I agree with Kojima’s thesis. We live in an era where the complete bounds of human knowledge are mere clicks away, where the average person can learn whatever they want in moments. Truth is cheap and conforms to our whims. As news feeds become increasingly partisan and journalism fractures into specialized sources, two people can believe in two completely different and conflicting truths about the world around them. In the quest to shore up these gated communities, everything becomes a tool.
I understand the attraction. History is an easy target. With the entirety of human action to draw from, a savvy researcher can prove almost anything. Look no further than Martin Luther King Jr. Every year, news sources from all over the political spectrum depict him in the starkest terms possible. With articles like “Martin Luther King Was a Radical, not a Saint,” from Truth-Out, or “Pseudo-Pacifism: Why Privileged People Love Quoting MLK,” from Patheos, serving as prime examples.
King becomes a devout Christian, an adulterer, a militant revolutionary, or a pacifist of the first degree — whatever it takes to align his mission with the mission of the author. Even the Hillsdale Collegian published such an opinion, titled “Embrace Reverend King, Revolutionary Ideas and All.”
Most historical opinion pieces, no matter the source, begin with an opinion. The author hopes to communicate what they believe is historical truth. The desire often comes from an understandable place — a wish to inform the public how a historical figure or event relates to their views. Then the research begins, with the author scouring the internet and library for quotes or passages that support their claim. They find the quotes, plunk the article out, and send the piece in by deadline. Then they move on to their next project, while their work remains online or in print for the world to see and digest.

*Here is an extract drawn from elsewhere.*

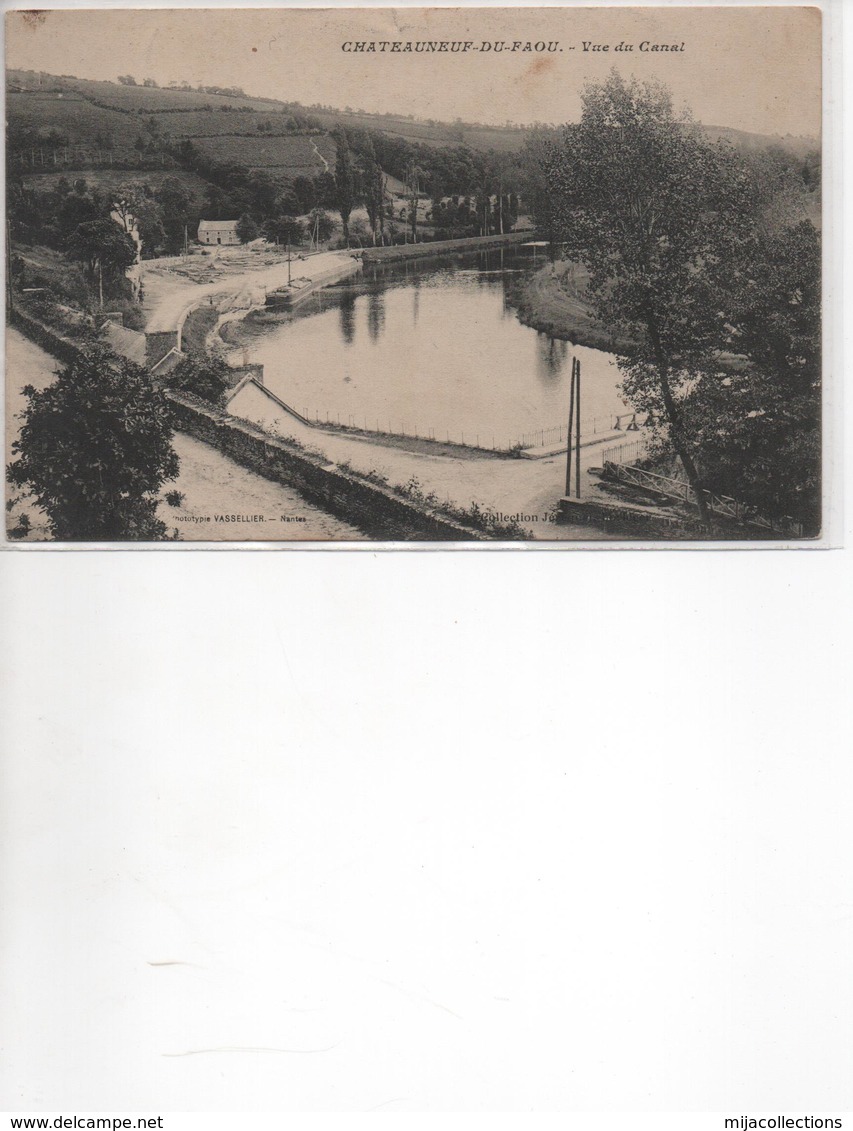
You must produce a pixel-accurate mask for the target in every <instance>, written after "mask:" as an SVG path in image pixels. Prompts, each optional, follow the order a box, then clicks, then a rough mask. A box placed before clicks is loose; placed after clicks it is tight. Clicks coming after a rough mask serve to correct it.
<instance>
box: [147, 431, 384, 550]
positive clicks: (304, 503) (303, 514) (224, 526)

While cathartic for the author, the process is intellectually dishonest.
Whenever an author begins with an opinion, an objective for their piece, they write poor history. The nuances and details of history — something that requires years of in-depth study to understand and apply properly — become obstacles to the opinion.
Dishonesty stems from the misunderstanding that history conforms to the current reality. That people who lived 50, 100, or 1000 years ago somehow fought the same battles that we fight today; That Martin Luther King Jr., Winston Churchill, Otto Von Bismarck, or Joan of Arc could understand or interface with our problems.
Raised in a world where students view history as a tool for the present, where history teaches us about our lives and how to live them better, the author assumes that the issues they are passionate about have historical equivalents.
History rarely, if ever, provides equivalents to the current day. Anne Louise Germaine de Staël-Holstein, a French-speaking Swiss author, once said that “to understand everything, is to forgive everything.” History creates problems for every political ideology. By definition, ideology requires clear-cut answers to questions. The more history someone reads, the more nuanced their understanding of a time and place becomes.The lines between the “winners” and “losers” of history blurs and conventional narrative becomes increasingly difficult to defend.
The historical hit piece shows no interest in furthering understanding. When an author starts with an opinion before writing a piece, their research focuses on making that opinion a reality. The author boils a historical figure, whose life and times could take years to understand within their context, down to the basest and most partisan elements possible. Who the subject really was does not matter; what matters is that this person agreed or disagreed with what the author believes. Decades of life, condensed into a 1,200-word newspaper article.
People should have historical opinions, and should debate the minutia and specifics of historical issues, but actively diminishing history for the sake of feeling secure in your own worldview conflicts with the liberal arts tradition.
As people continue to wall themselves into their gated communities, doing everything they can to establish and defend their own truth, this practice takes on an entirely new level of destructive power. As the author leaves the article steeping in the public eye, moving on to discover the next “hot take,” his words become ammunition. With all human knowledge available to them, the average person shirks other options for the sake of the comfortable one.
The walls of their gated community grow, and historical reality becomes increasingly blurry. I ask only that writers try to combat this phenomenon and treat history with the respect it deserves. Take the time to research before forming an opinion, try not to force history to say something it clearly does not, and interact with scholarly work on each topic. History is only capable of so much. As the gated communities continue to grow, the need for non-partisan truth becomes increasingly important. Try not to become a part of the problem.
Because the alternative is easy. Very easy.
Take Hideo Kojima for example. He makes video games. The “gated communities” passage is from the classic “Metal Gear Solid 2: Sons of Liberty.” Kojima made the game in active rebellion against overzealous fans of “Metal Gear Solid,” as well as to comment on postmodernism. He never predicted the future, he just responded to the world around him and the direction he saw it going.
I am guessing you took my words at face value though.
Besides, the truth would have made for a bad intro.
Shadrach Strehle is a junior studying history.